The benefit tour that hit such major markets as New York City, Los Angeles, Houston, Atlanta, Baltimore, Dallas and more, raised over $100,000 for Habitat for Humanity, a non-profit organization that seeks to eliminate poverty housing and homelessness from the world, and to make decent shelter a matter of conscience and action.
With an average of over 3,000 tickets sold per night, and raising one dollar for every ticket sold for Habitat for Humanity, the impact of the tour leaves a lasting legacy. All of the money raised is going directly back into the local Habitat affiliates in each of the 34 tour markets.
In addition to the monetary contribution, Switchfoot members swapped their musical instruments for building tools and worked side by side with future Habitat homeowners at several build sites across the country, including sites in San Diego, Houston, Seattle (Everett, WA) and Baton Rouge.
The band further met with and gave tickets to top Habitat for Humanity volunteers in tour markets.
"[Our fans have bought] a lot of tickets and CDs and T-shirts and stickers and you leave a tour with those sorts of numbers and people say that's a successful tour. I disagree. That doesn't mean anything," says Switchfoot frontman Jon Foreman in an interview with the Charleston Daily Mail.
"I want us to have a touring history that has impacted people in other ways than selling them a product.
"To plug them into an amazing organization like Habitat is an honor. For us it's a chance to donate more than money...if people can't donate money, they can still use their hands to help."
Switchfoot guitarist, keyboardist Jerome Fontamillas echoed in an interview with the Mobile Register that Habitat for Humanity's focus and efficiency are what won the band's support. "The thing that excites me about Habitat is the idea that it is local.
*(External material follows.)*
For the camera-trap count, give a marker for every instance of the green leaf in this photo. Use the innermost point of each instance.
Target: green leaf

"They've got an incredibly tight ship as far as how much of the money actually goes directly into the houses. The thing that blew me away the most is that they've housed more than a million people around the planet."
"One of the beauties about Habitat for Humanity is that there is virtually an endless range of opportunities for people to contribute?and to become part of the solution. Our friends in Switchfoot are an inspiring example of this," says Habitat for Humanity CEO Jonathan Reckford.